Chris Drury will likely be the new captain, Scott Gomez the new deputy. Markus Naslund and Wade Redden are the new faces. Not a show-stopper among them.

No, this is King Henrik's court now, officially. He's the Rangers' Marty Brodeur, in name if not goaltending style, and it's time for Lundqvist to be more consistent and more durable.

Lundqvist has taken steps forward each of his three seasons. His 10 shutouts led the NHL a season ago, and his 72 appearances tied Richter for the most in a season by a Ranger.

The place where Lundqvist hasn't been king, though, is the playoffs. Pittsburgh's Marc-Andre Fleury outplayed Lundqvist in May, in a winnable series against the Penguins, who are still the darling pick of a wide-open Eastern Conference.

Lundqvist's three-year body of work -- three Vezina Trophy finalist nominations, 104 regular-season wins, 17 shutouts -- stands up to anyone else's, Brodeur included. But it's the playoffs that matter, especially around here, where "playoffs" was a dirty word until recently.

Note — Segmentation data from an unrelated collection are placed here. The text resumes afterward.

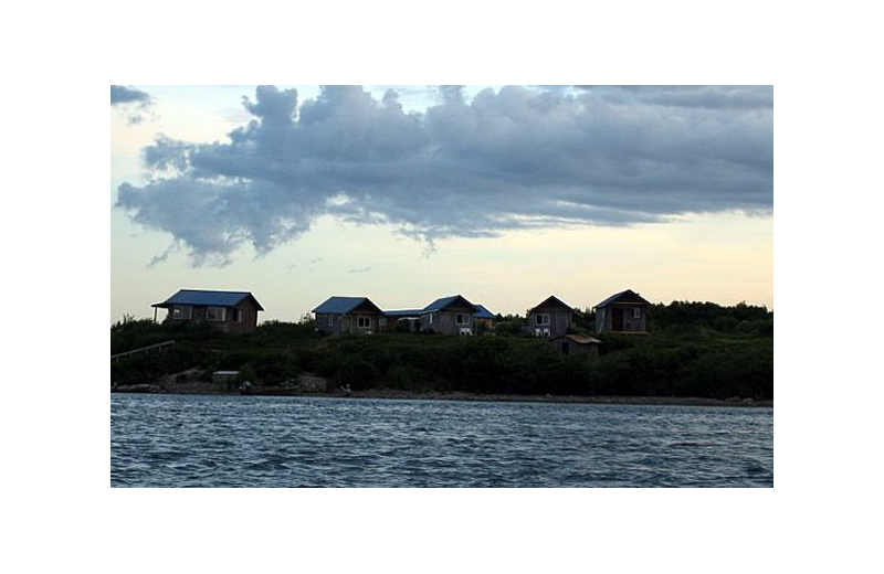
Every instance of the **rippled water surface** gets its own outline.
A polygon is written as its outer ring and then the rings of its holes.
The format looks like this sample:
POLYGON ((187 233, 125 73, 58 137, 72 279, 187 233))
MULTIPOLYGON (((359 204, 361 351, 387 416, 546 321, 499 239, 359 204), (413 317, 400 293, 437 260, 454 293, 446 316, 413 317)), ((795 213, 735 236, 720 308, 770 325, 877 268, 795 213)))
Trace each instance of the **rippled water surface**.
POLYGON ((110 395, 112 487, 772 487, 774 411, 110 395))

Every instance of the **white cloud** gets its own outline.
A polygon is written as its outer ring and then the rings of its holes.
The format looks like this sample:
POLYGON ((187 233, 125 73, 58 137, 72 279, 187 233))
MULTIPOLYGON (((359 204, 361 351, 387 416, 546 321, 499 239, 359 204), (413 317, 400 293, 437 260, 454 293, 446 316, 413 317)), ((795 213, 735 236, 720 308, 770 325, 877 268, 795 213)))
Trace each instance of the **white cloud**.
POLYGON ((211 265, 329 213, 432 243, 772 210, 772 87, 507 86, 469 103, 435 89, 415 113, 392 89, 323 86, 298 106, 295 89, 261 86, 228 142, 146 148, 154 179, 120 185, 118 205, 211 265))

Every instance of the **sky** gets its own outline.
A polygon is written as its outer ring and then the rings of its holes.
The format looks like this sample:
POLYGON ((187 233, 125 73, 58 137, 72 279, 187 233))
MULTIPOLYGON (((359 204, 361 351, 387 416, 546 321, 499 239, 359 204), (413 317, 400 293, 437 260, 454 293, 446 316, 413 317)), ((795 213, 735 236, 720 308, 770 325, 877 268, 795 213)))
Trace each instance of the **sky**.
POLYGON ((772 310, 774 86, 112 85, 110 322, 182 288, 772 310))

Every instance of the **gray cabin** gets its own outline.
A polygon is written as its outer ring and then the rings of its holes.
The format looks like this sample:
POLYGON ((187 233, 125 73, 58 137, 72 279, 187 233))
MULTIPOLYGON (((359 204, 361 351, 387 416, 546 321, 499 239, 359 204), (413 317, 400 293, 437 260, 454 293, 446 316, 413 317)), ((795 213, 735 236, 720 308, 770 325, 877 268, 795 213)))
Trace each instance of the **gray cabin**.
POLYGON ((475 306, 460 295, 436 299, 421 311, 421 331, 474 334, 475 306))
POLYGON ((535 337, 561 337, 568 334, 573 322, 573 308, 557 297, 549 297, 540 305, 528 309, 528 325, 525 327, 535 337))
POLYGON ((371 334, 387 330, 387 317, 368 297, 330 297, 313 312, 316 330, 322 333, 371 334))
POLYGON ((648 307, 650 305, 631 289, 608 297, 594 307, 596 332, 648 333, 648 307))
MULTIPOLYGON (((257 312, 264 308, 246 291, 181 289, 154 309, 168 309, 166 322, 207 322, 218 332, 248 334, 257 330, 257 312)), ((154 311, 156 321, 156 310, 154 311)))

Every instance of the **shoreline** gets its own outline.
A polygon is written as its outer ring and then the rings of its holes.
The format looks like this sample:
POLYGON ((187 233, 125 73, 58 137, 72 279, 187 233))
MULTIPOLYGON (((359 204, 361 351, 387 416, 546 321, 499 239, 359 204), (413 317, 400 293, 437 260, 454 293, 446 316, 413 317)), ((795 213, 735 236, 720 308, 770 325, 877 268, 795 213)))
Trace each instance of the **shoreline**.
MULTIPOLYGON (((183 395, 230 395, 242 396, 238 392, 227 392, 211 383, 183 384, 140 384, 123 385, 110 390, 110 394, 183 394, 183 395)), ((560 403, 560 404, 598 404, 598 405, 660 405, 660 406, 730 406, 744 408, 774 408, 774 401, 755 401, 753 398, 705 398, 698 396, 583 396, 583 395, 517 395, 517 394, 478 394, 464 392, 413 392, 373 389, 344 393, 308 392, 292 387, 253 387, 251 396, 295 396, 315 398, 351 398, 351 400, 400 400, 400 401, 465 401, 465 402, 501 402, 501 403, 560 403)))

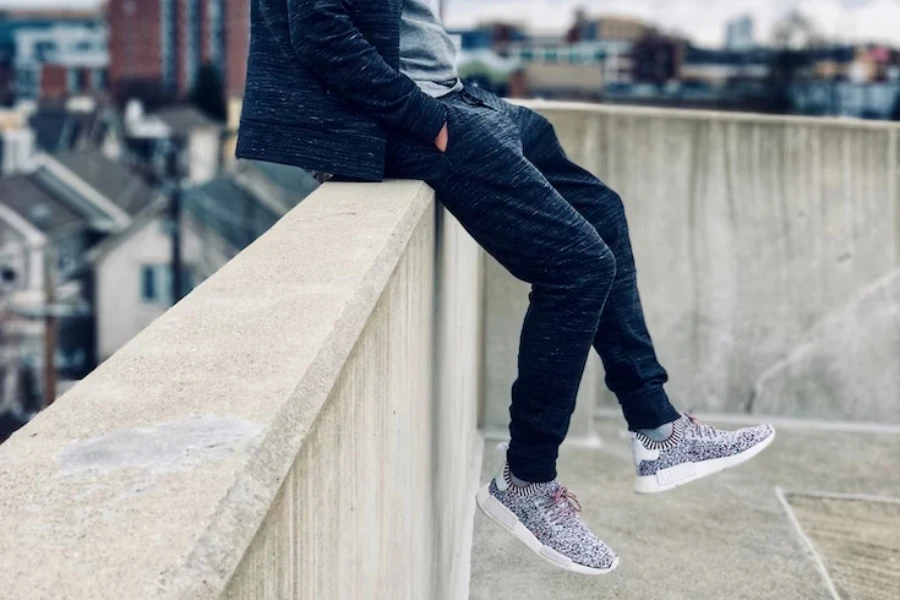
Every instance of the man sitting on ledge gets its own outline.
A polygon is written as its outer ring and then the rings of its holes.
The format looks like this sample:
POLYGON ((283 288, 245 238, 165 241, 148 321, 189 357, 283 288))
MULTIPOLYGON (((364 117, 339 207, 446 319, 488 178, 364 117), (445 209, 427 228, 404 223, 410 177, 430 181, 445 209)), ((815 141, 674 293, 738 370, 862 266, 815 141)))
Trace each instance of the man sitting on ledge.
POLYGON ((477 500, 554 565, 601 574, 618 564, 556 481, 591 347, 633 432, 636 491, 719 472, 773 440, 769 426, 719 431, 672 406, 621 199, 566 157, 544 117, 460 81, 428 0, 252 0, 237 153, 320 181, 424 180, 532 284, 507 462, 477 500))

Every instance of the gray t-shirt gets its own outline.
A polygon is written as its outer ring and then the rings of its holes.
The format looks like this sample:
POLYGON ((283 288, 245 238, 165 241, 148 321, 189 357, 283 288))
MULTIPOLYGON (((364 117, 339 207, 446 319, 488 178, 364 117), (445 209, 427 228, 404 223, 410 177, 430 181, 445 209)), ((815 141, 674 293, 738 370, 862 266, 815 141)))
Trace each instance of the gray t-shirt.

So, Lundqvist's 11-9 record the past two seasons is not up to par. The second-round losses to the Sabres in 2007 and the Penguins last year are not befitting an elite goaltender.

Lundqvist needed cortisone shots in both knees prior to training camp, with one of the knees injured in that Pittsburgh series.

Let Tom Renney and the Rangers braintrust take a lesson from Brodeur and the Devils, then, and make sure Lundqvist gets his rest, the way Brodeur never seems to do for the Devils, who aren't the playoff threat they were a few years ago. There's no shame in playing 60-65 games instead of 70-75. The Rangers' problem, of course, is that they've needed every point down the stretch the past three seasons, so resting at the end isn't a luxury they can afford.

Rest him early. Lundqvist will surely play both ends of this back-to-back Czech weekend opener, and these are the first two games, so there's no harm in that. But the Rangers have Friday-Saturday games each of the next three weeks. It wouldn't hurt to let Lundqvist save himself for the heart of the season, and beyond, into the spring.

Lundqvist has been a key to the Rangers' success the last three seasons. It's time for him to be the key to a breakthrough.